Filebeat in endless loop

Ray_Kim · July 31, 2018, 9:34pm

I have filebeat reading s3 logs but it sometimes get stuck in an endless loop and sometimes it just hangs and (rarely) goes as expected.

filebeat.prospectors:
- type: log
  enabled: true
  paths:
    - /home/linux/logs/s3-dev-logs/*
    - /home/linux/logs/cloudfront-dev-logs/*.gz
 close_timeout: 5m
 output.logstash:
   hosts: ["localhost:5044"]

What I mean by endless loop is that Filebeat just keeps re-reading the log files

All (Filebeat, Logstash and Elasticsearch) are 6.3.2.

The command that I run filebeat is:
./filebeat -e -once -c filebeat.yml -d "publish"

and the os is rhls7.4

andrewkroh · August 1, 2018, 4:59pm

Are you trying to read gzip logs? AFAIK Filebeat does not handle this. You would need to extract them first. Probably you should be setting exclude_files to skip .gz.

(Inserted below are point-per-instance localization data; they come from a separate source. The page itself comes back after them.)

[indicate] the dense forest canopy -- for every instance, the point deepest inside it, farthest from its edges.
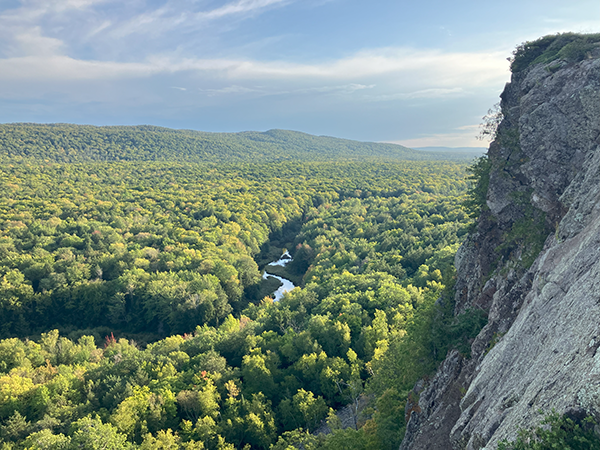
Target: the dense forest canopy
(131, 302)
(85, 143)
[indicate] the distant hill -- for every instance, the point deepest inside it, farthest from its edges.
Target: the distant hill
(86, 143)
(474, 150)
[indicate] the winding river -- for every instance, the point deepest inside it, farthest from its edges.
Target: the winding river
(287, 284)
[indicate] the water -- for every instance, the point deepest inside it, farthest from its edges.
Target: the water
(287, 285)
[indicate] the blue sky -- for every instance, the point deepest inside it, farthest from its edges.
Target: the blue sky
(421, 73)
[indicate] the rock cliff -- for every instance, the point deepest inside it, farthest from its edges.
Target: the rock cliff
(532, 262)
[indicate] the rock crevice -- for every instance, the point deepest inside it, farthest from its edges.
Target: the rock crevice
(539, 348)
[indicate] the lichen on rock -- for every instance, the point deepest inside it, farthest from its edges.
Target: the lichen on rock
(532, 262)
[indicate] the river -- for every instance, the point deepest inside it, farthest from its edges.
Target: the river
(287, 285)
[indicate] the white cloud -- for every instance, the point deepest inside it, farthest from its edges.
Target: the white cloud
(428, 74)
(465, 136)
(424, 93)
(239, 7)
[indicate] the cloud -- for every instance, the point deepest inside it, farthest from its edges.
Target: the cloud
(239, 7)
(430, 74)
(424, 93)
(464, 136)
(169, 17)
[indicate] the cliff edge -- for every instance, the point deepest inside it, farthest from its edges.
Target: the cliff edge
(532, 262)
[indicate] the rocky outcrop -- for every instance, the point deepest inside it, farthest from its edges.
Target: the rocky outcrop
(533, 262)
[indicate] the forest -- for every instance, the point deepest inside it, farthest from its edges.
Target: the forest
(132, 309)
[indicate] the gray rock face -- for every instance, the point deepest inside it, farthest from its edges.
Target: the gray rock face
(539, 348)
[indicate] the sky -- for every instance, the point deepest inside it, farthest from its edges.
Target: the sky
(420, 73)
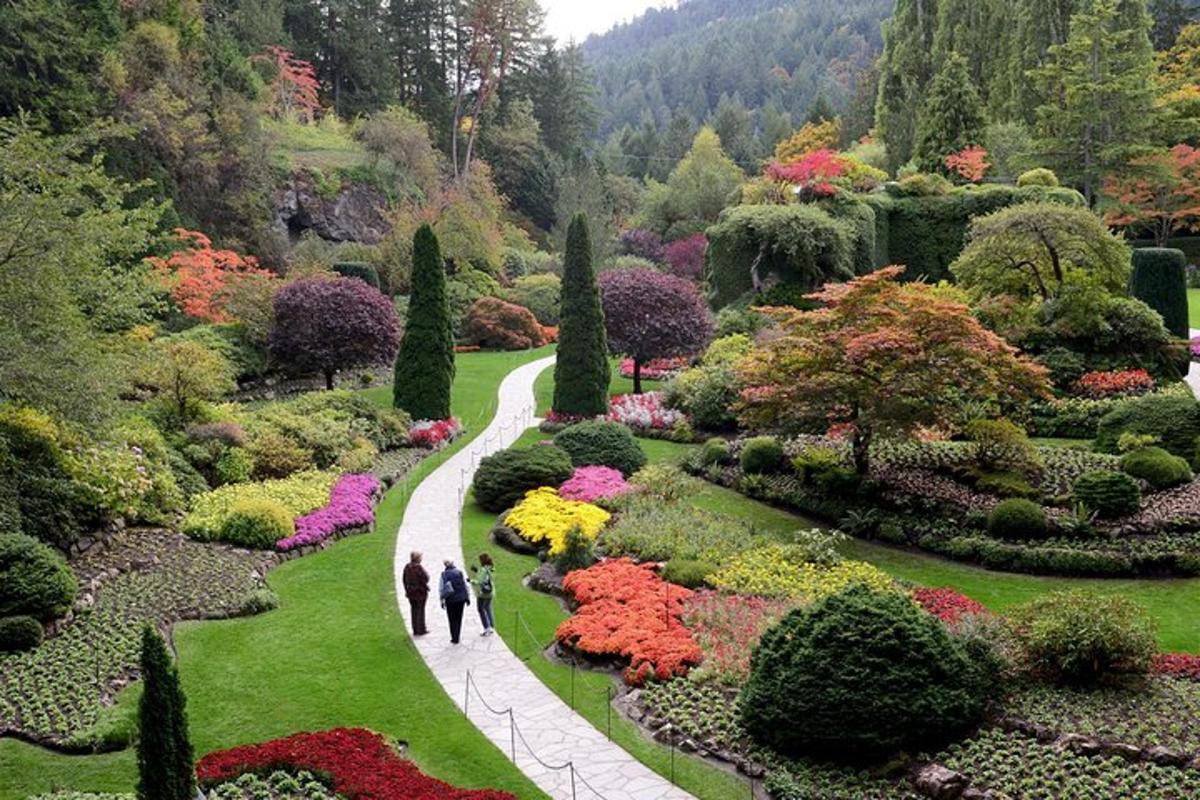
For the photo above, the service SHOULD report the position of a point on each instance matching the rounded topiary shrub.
(762, 456)
(600, 443)
(859, 674)
(1080, 637)
(35, 579)
(1157, 467)
(504, 477)
(18, 633)
(1109, 494)
(257, 524)
(1018, 518)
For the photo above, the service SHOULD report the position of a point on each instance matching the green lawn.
(334, 654)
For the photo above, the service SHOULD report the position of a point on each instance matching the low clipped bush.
(503, 479)
(1109, 494)
(19, 633)
(1018, 518)
(600, 443)
(257, 524)
(861, 672)
(1157, 467)
(762, 456)
(1080, 637)
(35, 579)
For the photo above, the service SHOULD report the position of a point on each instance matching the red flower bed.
(360, 764)
(1108, 384)
(1177, 665)
(947, 605)
(628, 611)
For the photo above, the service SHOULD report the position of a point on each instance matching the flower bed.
(432, 434)
(351, 505)
(546, 518)
(645, 411)
(592, 483)
(628, 611)
(947, 605)
(360, 764)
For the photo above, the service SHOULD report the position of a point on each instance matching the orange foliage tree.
(1162, 192)
(202, 280)
(883, 356)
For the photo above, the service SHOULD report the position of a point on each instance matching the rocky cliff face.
(354, 214)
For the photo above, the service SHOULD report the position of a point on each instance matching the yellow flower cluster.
(300, 494)
(780, 571)
(545, 517)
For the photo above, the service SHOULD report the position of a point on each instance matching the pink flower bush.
(351, 505)
(591, 483)
(435, 433)
(645, 411)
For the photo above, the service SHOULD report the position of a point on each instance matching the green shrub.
(859, 672)
(504, 477)
(600, 443)
(257, 524)
(688, 572)
(1079, 637)
(1157, 467)
(35, 579)
(762, 456)
(19, 633)
(1109, 494)
(1174, 420)
(1017, 518)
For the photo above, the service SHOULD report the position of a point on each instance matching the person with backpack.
(485, 589)
(455, 597)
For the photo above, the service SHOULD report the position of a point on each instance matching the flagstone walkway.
(561, 751)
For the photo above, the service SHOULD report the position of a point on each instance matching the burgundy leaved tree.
(649, 314)
(327, 325)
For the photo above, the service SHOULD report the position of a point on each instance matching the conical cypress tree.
(165, 753)
(425, 362)
(581, 374)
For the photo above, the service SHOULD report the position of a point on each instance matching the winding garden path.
(541, 733)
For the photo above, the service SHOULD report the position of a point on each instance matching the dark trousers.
(454, 611)
(417, 602)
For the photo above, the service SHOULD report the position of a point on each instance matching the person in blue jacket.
(455, 597)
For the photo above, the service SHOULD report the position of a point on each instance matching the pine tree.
(165, 752)
(425, 364)
(582, 372)
(953, 116)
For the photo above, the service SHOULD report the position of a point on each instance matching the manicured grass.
(334, 654)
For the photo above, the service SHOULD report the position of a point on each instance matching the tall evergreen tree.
(425, 364)
(953, 115)
(581, 373)
(165, 753)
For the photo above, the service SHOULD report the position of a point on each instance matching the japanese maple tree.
(1161, 192)
(883, 356)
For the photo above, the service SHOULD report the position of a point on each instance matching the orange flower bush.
(628, 611)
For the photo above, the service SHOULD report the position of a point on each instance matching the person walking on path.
(455, 597)
(417, 589)
(484, 593)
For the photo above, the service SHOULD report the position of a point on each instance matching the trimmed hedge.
(503, 479)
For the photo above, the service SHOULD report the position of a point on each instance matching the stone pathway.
(543, 729)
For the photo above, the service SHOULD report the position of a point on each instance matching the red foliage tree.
(201, 278)
(323, 325)
(653, 316)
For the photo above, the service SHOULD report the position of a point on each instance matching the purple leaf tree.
(649, 314)
(327, 325)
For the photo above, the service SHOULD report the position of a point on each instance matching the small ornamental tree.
(653, 316)
(882, 356)
(425, 364)
(323, 325)
(165, 752)
(581, 372)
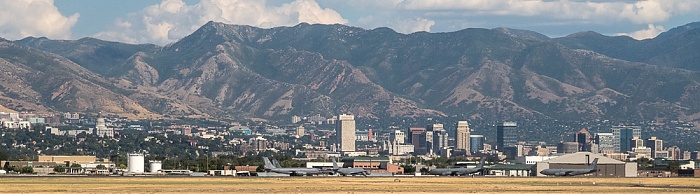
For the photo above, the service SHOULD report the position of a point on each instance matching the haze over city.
(399, 94)
(166, 21)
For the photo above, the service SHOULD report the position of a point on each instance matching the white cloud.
(651, 32)
(399, 25)
(641, 11)
(22, 18)
(173, 19)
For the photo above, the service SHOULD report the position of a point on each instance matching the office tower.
(439, 138)
(397, 137)
(623, 135)
(506, 135)
(583, 138)
(567, 147)
(636, 142)
(300, 131)
(606, 143)
(414, 137)
(476, 143)
(462, 136)
(345, 132)
(656, 145)
(675, 153)
(101, 128)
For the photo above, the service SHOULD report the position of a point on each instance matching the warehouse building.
(607, 167)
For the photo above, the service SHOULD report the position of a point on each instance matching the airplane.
(458, 171)
(572, 172)
(291, 171)
(349, 171)
(276, 163)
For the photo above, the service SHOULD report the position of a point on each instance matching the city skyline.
(165, 21)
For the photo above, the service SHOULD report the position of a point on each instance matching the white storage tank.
(155, 166)
(136, 163)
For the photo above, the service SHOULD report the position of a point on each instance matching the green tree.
(26, 170)
(644, 163)
(674, 166)
(4, 155)
(408, 169)
(424, 170)
(7, 167)
(59, 168)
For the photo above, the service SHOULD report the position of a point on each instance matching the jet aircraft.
(291, 171)
(349, 171)
(572, 172)
(458, 171)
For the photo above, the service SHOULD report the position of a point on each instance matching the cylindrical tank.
(136, 163)
(155, 166)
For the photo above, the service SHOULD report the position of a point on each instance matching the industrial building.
(372, 164)
(345, 133)
(607, 167)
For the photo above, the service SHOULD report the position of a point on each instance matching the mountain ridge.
(223, 69)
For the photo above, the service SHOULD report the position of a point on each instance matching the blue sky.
(165, 21)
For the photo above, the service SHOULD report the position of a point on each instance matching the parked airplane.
(458, 171)
(349, 171)
(291, 171)
(276, 163)
(572, 172)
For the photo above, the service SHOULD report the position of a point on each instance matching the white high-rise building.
(397, 136)
(101, 128)
(345, 132)
(462, 136)
(300, 131)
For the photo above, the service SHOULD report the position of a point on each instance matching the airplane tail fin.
(481, 163)
(276, 163)
(268, 164)
(594, 164)
(335, 164)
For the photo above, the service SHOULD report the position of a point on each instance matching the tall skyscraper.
(583, 138)
(476, 143)
(462, 136)
(345, 132)
(637, 143)
(606, 143)
(506, 136)
(622, 136)
(656, 145)
(414, 137)
(397, 136)
(435, 138)
(300, 131)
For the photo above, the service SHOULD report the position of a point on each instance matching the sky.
(165, 21)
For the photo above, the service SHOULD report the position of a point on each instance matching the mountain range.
(237, 71)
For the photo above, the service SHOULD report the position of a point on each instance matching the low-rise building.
(607, 167)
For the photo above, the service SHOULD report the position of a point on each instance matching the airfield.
(345, 185)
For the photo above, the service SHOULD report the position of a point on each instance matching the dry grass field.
(344, 185)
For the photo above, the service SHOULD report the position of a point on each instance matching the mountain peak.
(524, 34)
(584, 34)
(679, 30)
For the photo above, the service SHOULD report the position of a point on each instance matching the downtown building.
(462, 137)
(507, 139)
(345, 133)
(622, 137)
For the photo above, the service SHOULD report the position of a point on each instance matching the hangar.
(607, 167)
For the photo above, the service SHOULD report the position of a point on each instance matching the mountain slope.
(232, 70)
(34, 80)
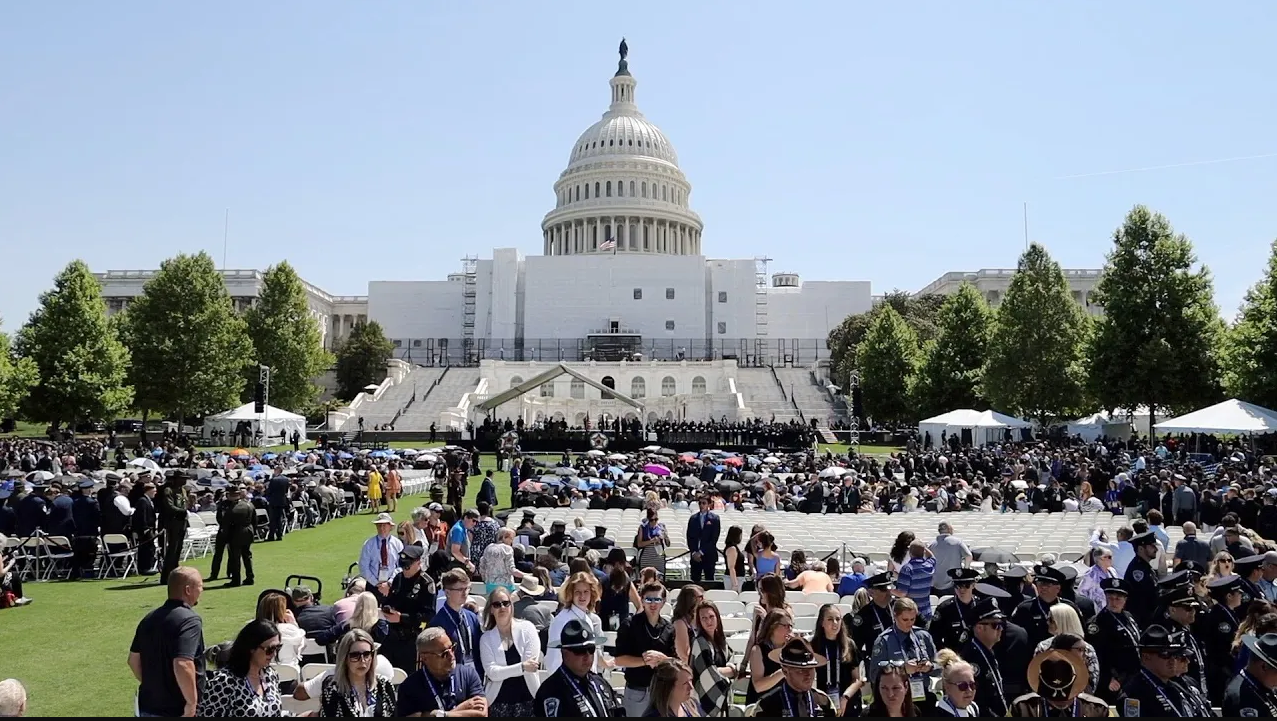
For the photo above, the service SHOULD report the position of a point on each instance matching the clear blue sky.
(846, 141)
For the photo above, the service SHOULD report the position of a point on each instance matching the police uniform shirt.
(950, 625)
(1246, 698)
(1142, 587)
(1033, 616)
(1032, 705)
(780, 701)
(1147, 696)
(1115, 638)
(867, 624)
(991, 694)
(567, 696)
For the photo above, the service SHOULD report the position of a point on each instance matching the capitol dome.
(622, 186)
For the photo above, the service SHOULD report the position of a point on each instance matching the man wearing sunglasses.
(441, 687)
(987, 624)
(1156, 689)
(574, 691)
(645, 641)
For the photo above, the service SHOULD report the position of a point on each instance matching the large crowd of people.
(1140, 625)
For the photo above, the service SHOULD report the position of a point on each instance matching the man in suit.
(702, 532)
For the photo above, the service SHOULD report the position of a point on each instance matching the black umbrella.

Ray_Kim · August 1, 2018, 7:09pm

Even when I comment the .gz part out, it gets stuck in an endless loop most of the time. As an aside, the s3-dev-logs are ASCII text, if that makes any difference..
Also, how can I kill filebeat, as control+c doesn't work and it just stays alive and I have to close the terminal session to kill it.

andrewkroh · August 2, 2018, 1:10am

If you use -once then you should also set close_eof: true in order for the harvester to exit. Once all havesters exit then the Beat should stop. See the description of the -once flag in the docs.

In order for the harvester to stop the data also needs to be successfully delivered to the output.

system · August 30, 2018, 1:10am

This topic was automatically closed 28 days after the last reply. New replies are no longer allowed.